Aims: A routine secondary pharmacology screen indicated that reversibly binding oral P2Y(12) receptor antagonist ticagrelor could inhibit adenosine uptake in human erythrocytes, suggesting that ticagrelor may potentiate adenosine-mediated responses in vivo. The aim of this study was to further characterize the adenosine uptake inhibition in vitro and study possible physiological consequences of adenosine uptake inhibition by ticagrelor in an anesthetized dog model of coronary blood flow compared to dipyridamole.
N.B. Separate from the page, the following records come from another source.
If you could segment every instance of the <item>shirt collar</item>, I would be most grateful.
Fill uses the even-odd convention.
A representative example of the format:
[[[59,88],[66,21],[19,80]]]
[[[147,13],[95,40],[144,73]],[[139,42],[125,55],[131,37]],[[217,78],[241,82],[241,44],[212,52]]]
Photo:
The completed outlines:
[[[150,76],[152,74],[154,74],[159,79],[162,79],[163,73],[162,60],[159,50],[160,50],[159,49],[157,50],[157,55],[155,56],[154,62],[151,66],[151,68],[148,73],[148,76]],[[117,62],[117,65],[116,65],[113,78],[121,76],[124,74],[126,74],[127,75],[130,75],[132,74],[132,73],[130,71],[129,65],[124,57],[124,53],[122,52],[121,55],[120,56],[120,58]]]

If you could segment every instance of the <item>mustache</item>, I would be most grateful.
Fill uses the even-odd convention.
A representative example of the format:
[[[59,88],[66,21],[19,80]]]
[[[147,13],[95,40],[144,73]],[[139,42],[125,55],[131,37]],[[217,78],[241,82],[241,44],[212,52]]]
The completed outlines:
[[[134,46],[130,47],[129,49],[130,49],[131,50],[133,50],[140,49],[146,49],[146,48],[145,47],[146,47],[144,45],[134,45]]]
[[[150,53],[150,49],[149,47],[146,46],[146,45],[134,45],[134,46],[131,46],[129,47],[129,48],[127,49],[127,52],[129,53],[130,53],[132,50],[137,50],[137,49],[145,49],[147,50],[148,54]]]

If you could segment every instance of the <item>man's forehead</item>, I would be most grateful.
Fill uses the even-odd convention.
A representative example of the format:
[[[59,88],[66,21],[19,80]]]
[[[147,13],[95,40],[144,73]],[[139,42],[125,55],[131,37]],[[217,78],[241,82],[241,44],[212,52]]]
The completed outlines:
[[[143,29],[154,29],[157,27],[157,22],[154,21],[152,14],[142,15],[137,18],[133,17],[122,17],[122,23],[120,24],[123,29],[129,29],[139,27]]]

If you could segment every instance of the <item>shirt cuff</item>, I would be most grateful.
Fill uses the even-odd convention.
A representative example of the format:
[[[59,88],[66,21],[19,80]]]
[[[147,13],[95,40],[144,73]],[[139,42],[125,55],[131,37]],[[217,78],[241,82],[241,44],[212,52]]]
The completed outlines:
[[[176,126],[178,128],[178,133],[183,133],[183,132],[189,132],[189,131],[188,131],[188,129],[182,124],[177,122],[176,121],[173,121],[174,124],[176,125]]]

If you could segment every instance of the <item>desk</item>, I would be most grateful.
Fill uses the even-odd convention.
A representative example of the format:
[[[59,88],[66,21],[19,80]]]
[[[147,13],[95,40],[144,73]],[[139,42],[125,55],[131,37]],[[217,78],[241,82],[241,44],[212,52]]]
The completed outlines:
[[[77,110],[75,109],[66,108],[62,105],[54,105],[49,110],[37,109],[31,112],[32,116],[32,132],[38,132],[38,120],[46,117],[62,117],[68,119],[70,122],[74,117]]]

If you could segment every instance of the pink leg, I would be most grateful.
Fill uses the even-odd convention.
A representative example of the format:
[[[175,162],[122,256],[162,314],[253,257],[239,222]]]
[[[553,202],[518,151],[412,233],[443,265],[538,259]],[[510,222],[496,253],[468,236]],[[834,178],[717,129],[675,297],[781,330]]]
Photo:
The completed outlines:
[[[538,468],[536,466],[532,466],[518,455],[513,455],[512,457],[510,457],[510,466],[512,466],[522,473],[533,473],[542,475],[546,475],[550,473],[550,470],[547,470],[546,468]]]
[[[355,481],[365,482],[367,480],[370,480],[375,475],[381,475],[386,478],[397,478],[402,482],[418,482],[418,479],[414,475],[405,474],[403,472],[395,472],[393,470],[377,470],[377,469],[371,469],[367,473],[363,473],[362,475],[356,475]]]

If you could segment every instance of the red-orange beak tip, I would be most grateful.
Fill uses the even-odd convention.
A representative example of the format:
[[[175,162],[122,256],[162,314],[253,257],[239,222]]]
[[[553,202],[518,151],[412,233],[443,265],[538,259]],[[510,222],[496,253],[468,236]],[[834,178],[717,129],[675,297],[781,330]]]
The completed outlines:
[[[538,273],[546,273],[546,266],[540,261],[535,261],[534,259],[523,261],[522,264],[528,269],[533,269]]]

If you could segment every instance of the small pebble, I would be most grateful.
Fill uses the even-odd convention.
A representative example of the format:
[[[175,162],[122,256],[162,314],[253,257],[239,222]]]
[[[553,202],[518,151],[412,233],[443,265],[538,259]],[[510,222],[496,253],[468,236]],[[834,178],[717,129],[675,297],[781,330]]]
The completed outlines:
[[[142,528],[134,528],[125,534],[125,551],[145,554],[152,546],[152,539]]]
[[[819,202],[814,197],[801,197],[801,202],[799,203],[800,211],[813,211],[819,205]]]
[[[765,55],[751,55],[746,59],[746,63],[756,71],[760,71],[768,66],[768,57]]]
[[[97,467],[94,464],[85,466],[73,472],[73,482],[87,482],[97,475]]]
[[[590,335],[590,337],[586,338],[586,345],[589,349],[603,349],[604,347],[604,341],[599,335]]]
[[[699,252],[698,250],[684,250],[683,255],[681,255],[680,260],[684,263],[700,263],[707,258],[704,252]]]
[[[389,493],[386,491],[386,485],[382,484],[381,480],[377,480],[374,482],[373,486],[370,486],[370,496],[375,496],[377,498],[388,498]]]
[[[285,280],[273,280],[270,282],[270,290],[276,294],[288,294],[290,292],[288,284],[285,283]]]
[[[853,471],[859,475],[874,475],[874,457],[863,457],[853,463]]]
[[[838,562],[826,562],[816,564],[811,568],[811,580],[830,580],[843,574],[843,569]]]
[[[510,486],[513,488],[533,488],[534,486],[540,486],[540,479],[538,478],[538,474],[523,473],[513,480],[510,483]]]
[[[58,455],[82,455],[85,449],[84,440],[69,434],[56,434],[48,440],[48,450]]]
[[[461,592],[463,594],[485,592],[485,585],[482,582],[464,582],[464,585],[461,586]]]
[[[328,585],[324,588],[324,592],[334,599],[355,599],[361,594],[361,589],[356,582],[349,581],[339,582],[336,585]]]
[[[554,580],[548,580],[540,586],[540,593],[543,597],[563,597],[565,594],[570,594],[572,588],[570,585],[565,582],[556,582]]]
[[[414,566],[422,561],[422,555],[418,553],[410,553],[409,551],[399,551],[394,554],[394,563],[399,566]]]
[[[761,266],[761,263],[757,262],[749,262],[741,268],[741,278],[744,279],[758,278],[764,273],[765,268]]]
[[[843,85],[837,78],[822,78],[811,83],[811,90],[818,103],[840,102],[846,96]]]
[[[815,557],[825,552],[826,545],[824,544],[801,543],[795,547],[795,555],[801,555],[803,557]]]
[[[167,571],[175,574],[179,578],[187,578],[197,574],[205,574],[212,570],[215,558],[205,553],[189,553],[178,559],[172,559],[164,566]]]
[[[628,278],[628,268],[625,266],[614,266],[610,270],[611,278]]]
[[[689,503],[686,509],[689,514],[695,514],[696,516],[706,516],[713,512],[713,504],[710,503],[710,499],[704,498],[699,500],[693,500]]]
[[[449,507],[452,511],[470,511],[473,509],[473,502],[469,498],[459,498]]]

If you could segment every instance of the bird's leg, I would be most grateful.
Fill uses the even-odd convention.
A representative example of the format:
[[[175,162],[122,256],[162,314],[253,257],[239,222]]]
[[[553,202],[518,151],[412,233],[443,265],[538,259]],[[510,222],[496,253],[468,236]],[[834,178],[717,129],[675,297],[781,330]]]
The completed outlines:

Methods and results: We measured [2-3H]adenosine uptake in purified human erythrocytes and several cell lines in the presence of ticagrelor or the known uptake inhibitor dipyridamole as a comparator. Using an open-chest dog model (beagles), we measured the left anterior descending (LAD) coronary artery blood flow during reactive hyperemia after 1 minute occlusion or intracoronary infusion of adenosine before and after administration of vehicle, ticagrelor, or dipyridamole (each n = 8). Ticagrelor concentration-dependently inhibited adenosine uptake in human erythrocytes and in cell lines of rat, canine, or human origin. In the dog model, ticagrelor and dipyridamole dose-dependently augmented reactive hyperemia after LAD occlusion, as assessed by percentage repayment of flow debt relative to control (both Ps < .05). Ticagrelor and dipyridamole also dose-dependently augmented intracoronary adenosine-induced increases in LAD blood flow relative to control (both Ps < .05).
Conclusion: Ticagrelor inhibits adenosine uptake in vitro and subsequently augments cardiac blood flow in a canine model of reactive hypoxia- or adenosine-induced blood flow increases. These findings suggest that ticagrelor may have additional benefits in patients with acute coronary syndrome beyond inhibition of platelet aggregation.